The outgoing chief of Israel’s Mossad intelligence agency has offered the closest acknowledgment yet that his country was behind recent attacks targeting Iran’s nuclear program and a military scientist.
The comments by former Mossad director Yossi Cohen, speaking to Israel’s Channel 12 investigative program Uvda in a segment aired on Thursday night, offered an extraordinary debriefing by the head of the typically secretive agency in what appears to be the final days of Israeli Prime Minister Benjamin Netanyahu’s rule.
It also gave a clear warning to scientists in Iran’s nuclear program that they too could become targets for assassination even as diplomats in Vienna try to negotiate terms to try to salvage its atomic accord with world powers.
“If the scientist is willing to change career and will not hurt us anymore, than yes, sometimes we offer them” a way out, Cohen said.
Among the major attacks to target Iran, none have struck deeper than two explosions last year at its Natanz nuclear facility.
There, centrifuges enrich uranium from an underground hall designed to protect them from airstrikes.
In July last year, a mysterious explosion tore apart Natanz’s advanced centrifuge assembly, which Iran later blamed on Israel.
In April, another blast tore apart one of the facility’s underground enrichment halls.
Discussing Natanz, the interviewer asked Cohen where he would take them if they could travel there.
“To the cellar [where] the centrifuges used to spin,” Cohen said. “It doesn’t look like it used to look.”
Cohen did not directly claim the attacks, but his specificity offered the closest acknowledgement yet of an Israeli hand in the attacks.
The interviewer, journalist Ilan Dayan, also seemingly offered a detailed description in a voice-over of how Israel snuck the explosives into Natanz’s underground halls.
“The man who was responsible for these explosions, it becomes clear, made sure to supply to the Iranians the marble foundation on which the centrifuges are placed,” Dayan said. “As they install this foundation within the Natanz facility, they have no idea that it already includes an enormous amount of explosives.”
They also discussed the killing in November last year of Mohsen Fakhrizadeh, an Iranian scientist who began Tehran’s military nuclear program decades ago.

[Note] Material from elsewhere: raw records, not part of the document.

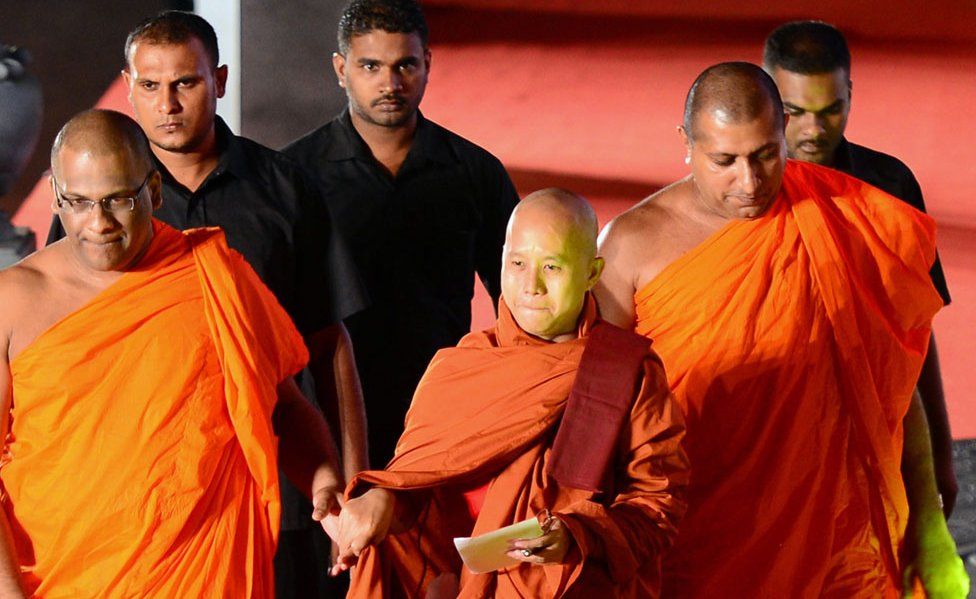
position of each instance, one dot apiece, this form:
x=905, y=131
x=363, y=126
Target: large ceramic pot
x=21, y=109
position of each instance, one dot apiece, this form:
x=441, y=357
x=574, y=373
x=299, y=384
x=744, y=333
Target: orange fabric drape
x=141, y=458
x=792, y=343
x=487, y=411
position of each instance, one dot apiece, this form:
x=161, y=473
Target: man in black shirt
x=811, y=65
x=421, y=208
x=272, y=216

US intelligence agencies and the International Atomic Energy Agency believe that Iran abandoned that organized effort at seeking a nuclear weapon in 2003. Iran says that its program is peaceful.
While Cohen on camera did not claim the killing, Dayan in the segment described Cohen as having “personally signed off on the entire campaign” and how a remotely operated machine gun fixed to a pickup truck killed Fakhrizadeh and later self-destructed.